As always, it’s not an angry song; Paul just points out the facts. Special Treatment.
♫ Paul Kelly - Special Treatment
I’d like to finish off with another quote from Robert Forster about Paul’s singing voice:
“Kelly doesn't seem to be interested in authenticity at all - it just comes naturally to him, and it reaches further because of that, to the campfires and the bush, the suburbs and suburban pub and the inner-city sophisticates. His voice - sly and warm, laconic and sometimes frail - may be the closest thing we have to a national one.”

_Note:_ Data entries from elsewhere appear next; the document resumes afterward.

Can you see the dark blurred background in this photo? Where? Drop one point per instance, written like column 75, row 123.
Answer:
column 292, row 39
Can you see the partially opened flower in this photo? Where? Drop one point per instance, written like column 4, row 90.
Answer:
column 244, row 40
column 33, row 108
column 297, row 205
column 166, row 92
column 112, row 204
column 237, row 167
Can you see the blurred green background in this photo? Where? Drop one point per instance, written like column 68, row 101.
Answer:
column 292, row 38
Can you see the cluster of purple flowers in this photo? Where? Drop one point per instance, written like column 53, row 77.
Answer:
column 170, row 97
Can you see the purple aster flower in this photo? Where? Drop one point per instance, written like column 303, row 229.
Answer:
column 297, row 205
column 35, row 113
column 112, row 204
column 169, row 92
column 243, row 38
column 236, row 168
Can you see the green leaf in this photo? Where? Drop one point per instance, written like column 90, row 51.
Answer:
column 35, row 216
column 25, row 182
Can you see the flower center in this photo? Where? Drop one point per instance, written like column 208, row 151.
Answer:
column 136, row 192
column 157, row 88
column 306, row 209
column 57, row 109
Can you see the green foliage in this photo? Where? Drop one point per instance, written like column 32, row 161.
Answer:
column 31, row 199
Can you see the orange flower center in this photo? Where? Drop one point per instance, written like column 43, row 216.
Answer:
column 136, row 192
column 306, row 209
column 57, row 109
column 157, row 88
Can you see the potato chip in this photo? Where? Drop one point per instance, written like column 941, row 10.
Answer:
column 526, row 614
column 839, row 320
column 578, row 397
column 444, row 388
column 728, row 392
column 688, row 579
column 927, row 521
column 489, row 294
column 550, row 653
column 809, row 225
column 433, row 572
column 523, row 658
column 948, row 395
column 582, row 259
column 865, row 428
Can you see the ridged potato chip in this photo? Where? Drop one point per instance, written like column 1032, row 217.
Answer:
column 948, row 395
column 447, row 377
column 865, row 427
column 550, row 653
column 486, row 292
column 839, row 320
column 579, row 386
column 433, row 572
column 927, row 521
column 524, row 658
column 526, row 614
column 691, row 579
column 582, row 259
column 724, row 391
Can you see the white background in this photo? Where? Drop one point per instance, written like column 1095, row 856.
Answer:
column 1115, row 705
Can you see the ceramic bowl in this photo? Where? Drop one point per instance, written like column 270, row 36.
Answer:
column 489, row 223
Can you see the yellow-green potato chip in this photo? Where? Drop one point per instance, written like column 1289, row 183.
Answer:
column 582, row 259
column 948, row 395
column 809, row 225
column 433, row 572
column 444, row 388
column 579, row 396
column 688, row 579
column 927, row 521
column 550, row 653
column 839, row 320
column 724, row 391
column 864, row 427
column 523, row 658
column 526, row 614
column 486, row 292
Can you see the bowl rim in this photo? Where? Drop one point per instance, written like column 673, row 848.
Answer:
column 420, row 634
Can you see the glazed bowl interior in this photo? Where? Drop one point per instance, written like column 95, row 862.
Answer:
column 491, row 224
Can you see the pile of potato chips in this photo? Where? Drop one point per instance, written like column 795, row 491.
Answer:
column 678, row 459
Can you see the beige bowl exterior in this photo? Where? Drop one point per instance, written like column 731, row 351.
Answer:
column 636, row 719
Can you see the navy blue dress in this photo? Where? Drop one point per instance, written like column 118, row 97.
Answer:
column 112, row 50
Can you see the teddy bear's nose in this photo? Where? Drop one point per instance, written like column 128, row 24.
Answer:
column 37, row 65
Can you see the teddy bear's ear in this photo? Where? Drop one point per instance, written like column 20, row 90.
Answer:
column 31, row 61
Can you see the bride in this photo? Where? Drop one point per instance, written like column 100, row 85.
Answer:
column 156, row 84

I'm a big Paul Kelly fan, esp Ways and Means. Shane Nicholson and Annie McCue are two other contemporary Aussie singer/songwriters whose work I admire.
Posted by: Citizen K. | Sunday, 25 July 2010 at 11:45 AM
Thanks for the introduction to Paul Kelly, Peter. I'm going to listen to all of the songs again. So GOOD!
Posted by: Cile | Sunday, 25 July 2010 at 02:08 PM
Interesting artist!
Posted by: Cowtown Pattie | Monday, 26 July 2010 at 07:23 AM
Hi. I grew up in Melbourne, Paul Kelly's home town. He has a few band incarnations with his name as the lead, namely PK & The Dots, PK & The Colored Girls and PK & The Messengers are the names I know.
His genre has been termed Australian Folk Rock. Like Paul, there are quite a few more Australian bands that have flown under the radar for a long time. They quietly go about their art while the pop scene churns out one clone after another.
Other Aussie acts readers here may like are The Black Sorrows, Uncanny X-Men, Australian Crawl.
Posted by: Ross | Monday, 26 July 2010 at 06:30 PM
Yes, thank you for the tunes and introducing Paul Kelly!
Posted by: Jane | Monday, 26 July 2010 at 08:11 PM
Ross, I already have a column on the drawing board on Joe Camilleri (of Black Sorrows and several other bands). I just need to get typing.
Posted by: Peter Tibbles | Monday, 26 July 2010 at 10:04 PM
One of Joe's incarnations was a band, Jo Jo Zep and the Falcons. YouTubery will find it.